Abstract
Satellite systems are a fast-developing and broad field of study. The use of global navigation satellite systems for relatively autonomous spacecraft navigation holds a lot of interest for researchers. It is extremely expensive to research space applications as live experiments. Therefore, computer modelling comes in handy when there is a need to analyze important factors in space environment. The chapter describes the radionavigation field model that uses the off-nadir satellites. This model allows estimation of the availability and accuracy characteristics of autonomous satellite navigation in space up to the geostationary orbit in order to provide the necessary research data.
TopBackground
The idea to extend the range of satellite navigation from the surface up to the near-Earth space has appeared somewhere in mid-20th. This mostly were attempts to formalize the service volume in space and to produce a viable solution for the lack of satellite signals in space above Earth. The researchers produced different ideas like the use of back-lobe signals of the navigation satellites’ antennas radiation patterns, signals passing through main-lobes and side-lobes of the antennas radiation patterns of the off-nadir satellites and surface-based “pseudo”-satellites. After the 1997 and AMSAT-OSCAR-40 (Moreau et al., 2002) launch, the opinions shifted towards the signals that are transmitted through main-lobes and side-lobes of the navigation satellites’ antennas from behind Earth, as it was proven that a sensitive receiver can receive the weak GPS signals.

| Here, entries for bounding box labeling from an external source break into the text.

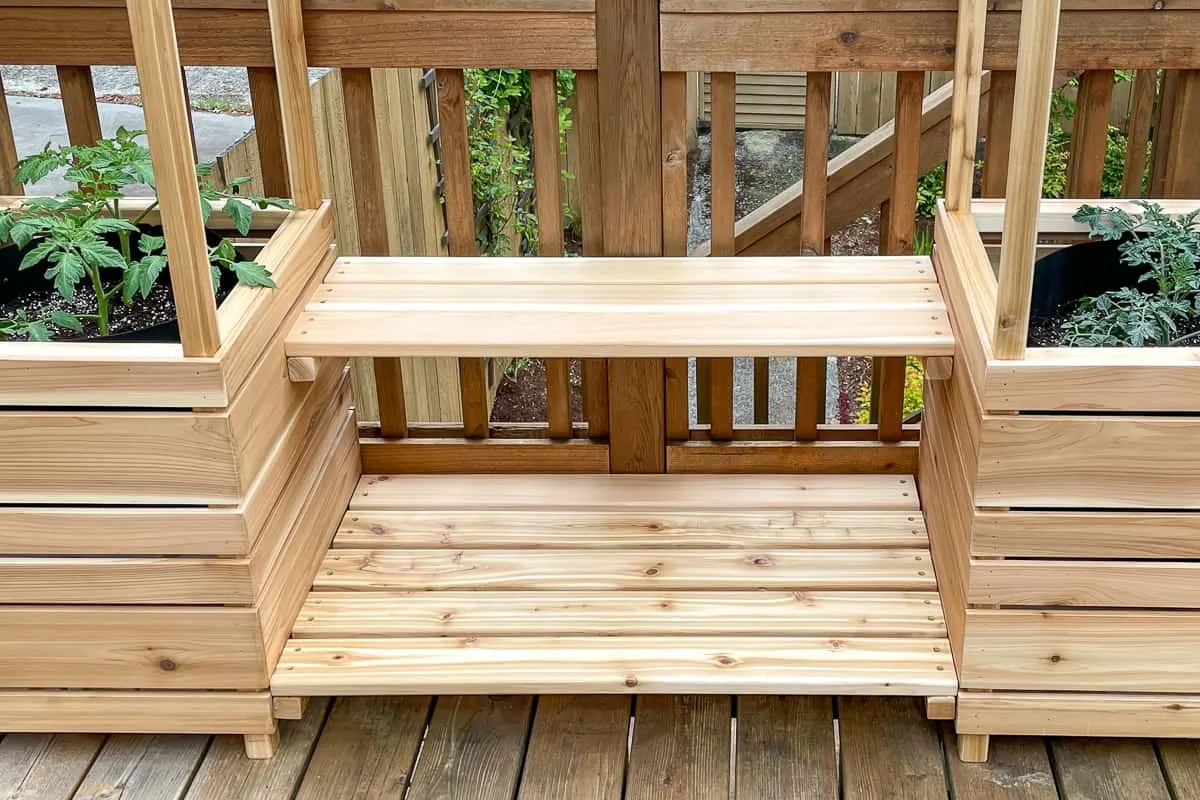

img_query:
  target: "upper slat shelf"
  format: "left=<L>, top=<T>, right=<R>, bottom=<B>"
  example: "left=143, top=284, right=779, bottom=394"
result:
left=287, top=257, right=954, bottom=357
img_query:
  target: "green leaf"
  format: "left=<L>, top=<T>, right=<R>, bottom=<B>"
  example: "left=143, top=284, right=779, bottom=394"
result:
left=229, top=261, right=278, bottom=289
left=50, top=311, right=83, bottom=333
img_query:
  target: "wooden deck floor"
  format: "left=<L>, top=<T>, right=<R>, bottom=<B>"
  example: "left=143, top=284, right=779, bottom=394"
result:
left=0, top=696, right=1200, bottom=800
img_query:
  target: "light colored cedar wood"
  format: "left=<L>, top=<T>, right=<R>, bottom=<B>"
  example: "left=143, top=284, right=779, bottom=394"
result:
left=55, top=65, right=102, bottom=145
left=516, top=697, right=630, bottom=800
left=794, top=72, right=833, bottom=441
left=271, top=636, right=956, bottom=696
left=967, top=559, right=1200, bottom=608
left=976, top=415, right=1200, bottom=509
left=293, top=590, right=946, bottom=640
left=0, top=688, right=275, bottom=734
left=127, top=0, right=221, bottom=356
left=246, top=67, right=292, bottom=197
left=838, top=697, right=946, bottom=800
left=960, top=609, right=1200, bottom=692
left=0, top=606, right=270, bottom=690
left=667, top=441, right=918, bottom=475
left=980, top=0, right=1060, bottom=360
left=406, top=696, right=533, bottom=800
left=1048, top=739, right=1178, bottom=800
left=529, top=70, right=571, bottom=439
left=982, top=70, right=1016, bottom=197
left=264, top=0, right=322, bottom=209
left=945, top=0, right=984, bottom=212
left=1163, top=70, right=1200, bottom=198
left=1121, top=70, right=1158, bottom=197
left=1067, top=70, right=1116, bottom=198
left=362, top=439, right=608, bottom=475
left=341, top=70, right=408, bottom=437
left=350, top=475, right=919, bottom=511
left=313, top=548, right=936, bottom=591
left=733, top=694, right=839, bottom=798
left=625, top=694, right=732, bottom=800
left=971, top=510, right=1200, bottom=559
left=958, top=692, right=1200, bottom=738
left=295, top=697, right=430, bottom=800
left=334, top=509, right=925, bottom=549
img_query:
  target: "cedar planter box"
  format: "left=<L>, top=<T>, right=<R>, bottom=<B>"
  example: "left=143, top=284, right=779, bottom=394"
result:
left=0, top=198, right=360, bottom=734
left=920, top=200, right=1200, bottom=736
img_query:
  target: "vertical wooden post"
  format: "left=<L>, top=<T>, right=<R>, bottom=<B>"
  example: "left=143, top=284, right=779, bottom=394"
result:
left=126, top=0, right=221, bottom=356
left=662, top=72, right=698, bottom=441
left=794, top=72, right=833, bottom=441
left=266, top=0, right=320, bottom=209
left=55, top=66, right=103, bottom=146
left=946, top=0, right=988, bottom=211
left=992, top=0, right=1061, bottom=359
left=596, top=0, right=666, bottom=473
left=246, top=67, right=292, bottom=197
left=1067, top=70, right=1116, bottom=198
left=983, top=70, right=1016, bottom=197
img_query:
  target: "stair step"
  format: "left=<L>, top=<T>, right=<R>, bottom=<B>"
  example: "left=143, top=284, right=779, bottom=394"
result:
left=271, top=636, right=958, bottom=697
left=286, top=255, right=954, bottom=357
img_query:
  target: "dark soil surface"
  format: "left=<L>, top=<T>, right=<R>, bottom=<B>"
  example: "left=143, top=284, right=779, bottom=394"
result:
left=492, top=359, right=583, bottom=422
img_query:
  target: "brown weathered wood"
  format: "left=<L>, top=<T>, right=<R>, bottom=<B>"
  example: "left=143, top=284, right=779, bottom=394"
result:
left=128, top=0, right=221, bottom=356
left=517, top=695, right=630, bottom=800
left=982, top=70, right=1016, bottom=197
left=1067, top=70, right=1115, bottom=198
left=404, top=694, right=534, bottom=800
left=1121, top=70, right=1158, bottom=197
left=625, top=694, right=732, bottom=800
left=838, top=697, right=946, bottom=800
left=55, top=65, right=103, bottom=146
left=296, top=697, right=430, bottom=800
left=734, top=694, right=838, bottom=800
left=246, top=67, right=292, bottom=197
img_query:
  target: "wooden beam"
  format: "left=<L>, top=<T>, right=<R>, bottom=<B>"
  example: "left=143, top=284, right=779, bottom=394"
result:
left=992, top=0, right=1061, bottom=359
left=128, top=0, right=221, bottom=356
left=266, top=0, right=322, bottom=209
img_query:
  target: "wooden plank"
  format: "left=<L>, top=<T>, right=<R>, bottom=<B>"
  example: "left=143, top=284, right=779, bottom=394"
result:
left=976, top=415, right=1200, bottom=509
left=667, top=441, right=918, bottom=475
left=838, top=697, right=946, bottom=800
left=0, top=733, right=104, bottom=800
left=127, top=0, right=221, bottom=356
left=334, top=507, right=925, bottom=549
left=971, top=511, right=1200, bottom=559
left=1067, top=70, right=1116, bottom=198
left=73, top=734, right=209, bottom=800
left=296, top=697, right=430, bottom=800
left=1121, top=70, right=1158, bottom=197
left=958, top=687, right=1200, bottom=736
left=734, top=694, right=839, bottom=800
left=982, top=70, right=1016, bottom=197
left=404, top=696, right=533, bottom=800
left=961, top=609, right=1200, bottom=692
left=1050, top=739, right=1172, bottom=800
left=968, top=559, right=1200, bottom=608
left=271, top=636, right=956, bottom=695
left=362, top=439, right=608, bottom=475
left=294, top=587, right=946, bottom=639
left=185, top=698, right=330, bottom=800
left=55, top=65, right=103, bottom=146
left=516, top=696, right=630, bottom=800
left=350, top=475, right=919, bottom=511
left=625, top=694, right=732, bottom=800
left=942, top=724, right=1058, bottom=800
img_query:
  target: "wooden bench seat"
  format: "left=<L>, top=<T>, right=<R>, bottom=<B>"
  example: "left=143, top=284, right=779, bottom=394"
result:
left=287, top=257, right=954, bottom=357
left=272, top=475, right=956, bottom=697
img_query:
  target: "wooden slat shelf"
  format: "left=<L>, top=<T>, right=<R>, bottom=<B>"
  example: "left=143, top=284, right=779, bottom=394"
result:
left=287, top=257, right=954, bottom=359
left=272, top=475, right=956, bottom=697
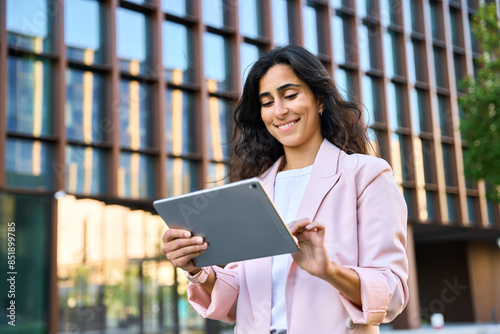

According to (US Department of Defense [DOD], 2008a, 2008b, 2008c), the near-Earth space is divided into terrestrial service volume (TSV) and space service volume (SSV). The TSV covers the near-Earth space from the surface and up to 3000 km for GPS, while the SSV covers the volume from TSV up to geosynchronous orbit altitude that is approximately 36000 km. For visual information see Figure 1.
Figure 1. The near-Earth space as defined by (DOD, 2008)
The SSV is divided into medium and High Earth orbit altitudes including the geosynchronous orbits. The navigation satellites are orbiting at about 20000 km, so how can they be available at 36000 km? The traditional navigation is still partially possible in the medium altitudes, but, with the increase of altitude, it becomes evident that the number of available satellites is not enough to find the user's location. Therefore, the need for a new source of signal arises. The signals from the off-nadir satellites have become such a source, they are shown in Figure 2.
Figure 2. The main-lobe and side-lobe signals of the off-nadir satellites
Key Terms in this Chapter
Navigation Satellite Constellation: A group of navigation satellites that is synchronized in time and can be used to obtain the position solution.
Accuracy: The difference between the real and calculated user position.
Dilution of Precision Factors: The measure of how the satellite geometry influences the accuracy of the navigation solution.
Radio Navigation Field (RNF): This is a field formed by radio signals of navigation satellites.
Availability: The percent of the time when the navigation characteristics meet the requirements of given operation.
Off-Nadir Satellites: The satellites that are located behind with respect to the receiver’s position.
Space Service Volume (SSV): The special volume in the near-Earth space where navigation satellites can be used to determine the user’s position.